The details of the processing by the data collection device 10 for the electric motor 14 will be described below.
(Creation of standard data)
The reference data is acquired by operating the electric motor 14 under preset operating conditions. As the preset operating conditions, for example, as shown in FIG. 3, a pattern of "start" - acceleration region - "rated rotational speed Rs" - deceleration region - "stop" is used. The electric motor 14 starts operating at time T0, reaches the rated rotation speed Rs at time T1, maintains the rated rotation speed Rs until time T2, and stops at time T3. That is, the electric motor 14 has an acceleration region from time T0 to time T1, a constant speed region from time T1 to time T2, and a deceleration region from time T2 to time T3. Here, the "rated rotation speed Rs" may be replaced with the "maximum rotation speed" expected for the rotation of the electric motor 14. Moreover, the above-mentioned operating conditions are just an example, and when a specific operating pattern is determined in advance for the electric motor 14, this specific operating pattern may be used as the operating condition. In this way, the operating conditions for obtaining the reference data can be set arbitrarily. In this embodiment, an example will be described in which the operation pattern of "start" - "rated rotation speed Rs" - "stop" is used as in the above example. FIG. 3 shows temporal changes in the rotational speed of the electric motor 14, temporal changes in the entire frequency band of the sound generated from the electric motor 14, and temporal changes in the root mean square value (RMS) based on this sound. It shows change.

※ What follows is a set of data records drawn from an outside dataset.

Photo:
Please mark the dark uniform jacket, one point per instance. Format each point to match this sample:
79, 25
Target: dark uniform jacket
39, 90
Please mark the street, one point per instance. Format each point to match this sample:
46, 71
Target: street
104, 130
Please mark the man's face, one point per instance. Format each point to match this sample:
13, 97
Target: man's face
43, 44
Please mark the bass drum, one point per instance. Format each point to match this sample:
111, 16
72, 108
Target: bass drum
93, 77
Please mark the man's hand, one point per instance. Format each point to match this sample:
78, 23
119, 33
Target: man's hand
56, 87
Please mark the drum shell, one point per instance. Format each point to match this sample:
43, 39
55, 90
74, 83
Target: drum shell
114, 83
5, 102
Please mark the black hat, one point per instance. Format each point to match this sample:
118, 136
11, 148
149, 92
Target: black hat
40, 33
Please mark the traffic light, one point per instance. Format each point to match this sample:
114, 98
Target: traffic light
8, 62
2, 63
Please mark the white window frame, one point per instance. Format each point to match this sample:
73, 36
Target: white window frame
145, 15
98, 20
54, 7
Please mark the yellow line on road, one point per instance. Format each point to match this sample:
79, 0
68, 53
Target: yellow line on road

When the electric motor 14 starts operating according to the operating conditions, the sound acquisition unit 21 acquires the sound generated from the electric motor 14. The sound acquisition unit 21 acquires the sound generated from the electric motor 14 using the microphone provided in the mobile terminal 11 as described above. The characteristic acquisition unit 41 acquires sound characteristics from the sound of the electric motor 14 acquired by the sound acquisition unit 21 and the rotation speed of the electric motor 14 . The rotation speed of the electric motor 14 corresponds to the elapsed time from time T0 when the electric motor 14 started operating. That is, the rotation speed of the electric motor 14 is controlled by the control device 19 based on operating conditions set in advance. Therefore, the rotation speed of the electric motor 14 is correlated to the elapsed time after the electric motor 14 is started. Thereby, the rotation speed of the electric motor 14 is specified according to the elapsed time from starting, without using a detection means such as a rotation speed sensor. Note that, of course, the rotation speed of the electric motor 14 may be detected using, for example, a sensor.

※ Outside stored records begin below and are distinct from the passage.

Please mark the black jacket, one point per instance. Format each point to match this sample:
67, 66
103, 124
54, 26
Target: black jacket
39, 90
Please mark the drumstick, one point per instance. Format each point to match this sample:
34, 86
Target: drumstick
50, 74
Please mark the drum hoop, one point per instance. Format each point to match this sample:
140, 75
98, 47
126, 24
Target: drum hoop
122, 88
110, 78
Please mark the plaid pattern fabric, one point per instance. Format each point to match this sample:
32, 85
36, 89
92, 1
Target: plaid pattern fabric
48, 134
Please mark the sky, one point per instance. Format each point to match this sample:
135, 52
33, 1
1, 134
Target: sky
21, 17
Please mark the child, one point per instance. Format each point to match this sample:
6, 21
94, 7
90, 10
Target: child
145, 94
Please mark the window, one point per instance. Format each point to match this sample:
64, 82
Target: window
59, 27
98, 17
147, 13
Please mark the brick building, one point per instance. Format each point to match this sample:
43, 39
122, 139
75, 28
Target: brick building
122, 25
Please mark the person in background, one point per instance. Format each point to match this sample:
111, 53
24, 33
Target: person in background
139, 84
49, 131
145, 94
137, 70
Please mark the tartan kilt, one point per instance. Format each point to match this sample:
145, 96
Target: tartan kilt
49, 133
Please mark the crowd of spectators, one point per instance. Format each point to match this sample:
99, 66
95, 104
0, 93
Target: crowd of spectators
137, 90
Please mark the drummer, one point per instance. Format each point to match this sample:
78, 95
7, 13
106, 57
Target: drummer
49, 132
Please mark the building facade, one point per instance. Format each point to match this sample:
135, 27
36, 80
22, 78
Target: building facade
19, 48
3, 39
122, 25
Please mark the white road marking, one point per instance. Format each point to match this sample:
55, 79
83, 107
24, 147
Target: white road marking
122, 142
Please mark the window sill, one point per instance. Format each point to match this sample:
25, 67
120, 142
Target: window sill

The characteristic acquisition unit 41 identifies a representative value of the vibration waveform for each rotation speed of the electric motor 14. Here, the representative value of the vibration waveform can be any numerical value, such as an effective value or an average value of absolute values, as long as it allows quantitative understanding of the magnitude of the waveform indicating the intensity of sound. The characteristic acquisition unit 41 analyzes the frequency for each rotation speed of the electric motor 14. Then, the characteristic acquisition unit 41 extracts the dominant component of the frequency that appears significantly at each rotation speed as a representative value. The extraction of representative values will be described in detail below.

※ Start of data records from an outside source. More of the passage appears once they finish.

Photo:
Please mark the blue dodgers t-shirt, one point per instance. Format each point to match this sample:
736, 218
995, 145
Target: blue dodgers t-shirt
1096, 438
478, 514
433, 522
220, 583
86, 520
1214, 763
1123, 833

The characteristic acquisition section 41 includes a plurality of frequency filters (not shown) that allow passage of sounds in a specific frequency band from among the sounds acquired by the sound acquisition section 21 . The characteristic acquisition unit 41 separates the sound acquired by the sound acquisition unit 21 into components of a plurality of frequency bands by passing the sound through these frequency filters. Specifically, the characteristic acquisition unit 41 sets an arbitrary set frequency range and separates sounds for each set frequency range. For example, when the frequency band to be analyzed is 0 to 10 kHz, the characteristic acquisition unit 41 determines the set frequency range, such as a frequency band of 0 to 1 kHz, a frequency band of 1 to 2 kHz, a frequency band of 9 to 10 kHz, etc. Set a range divided into 10. Then, the characteristic acquisition unit 41 creates a waveform that has been passed through a frequency filter for each set frequency range. At this time, the characteristic acquisition unit 41 creates a waveform correlated to the rotation speed of the electric motor 14 for each set frequency range. Further, the characteristic acquisition unit 41 identifies a representative value for each rotation speed from the waveform for each set frequency range. The representative value is specified as a numerical value that can be quantitatively grasped as described above, like the dominant component.

Here, the dominant component in the sound characteristics acquired by the characteristic acquisition section 41 is generated due to the following factors.
- Predominant component due to rotational imbalance This predominant component due to rotational imbalance is caused by rotational imbalance inherent in the rotor 17, etc., and is likely to occur at a relatively low rotation speed. This dominant component tends to occur in a critical rotational speed region unique to each rotor 17, such as when the electric motor 14 is in an acceleration region or a deceleration region. Furthermore, the dominant component that occurs at a relatively low rotational speed is also likely to occur if the electric motor 14 is improperly installed in the equipment. The dominant component due to this rotational imbalance tends to appear, for example, when the set frequency range is 0 to 1 kHz.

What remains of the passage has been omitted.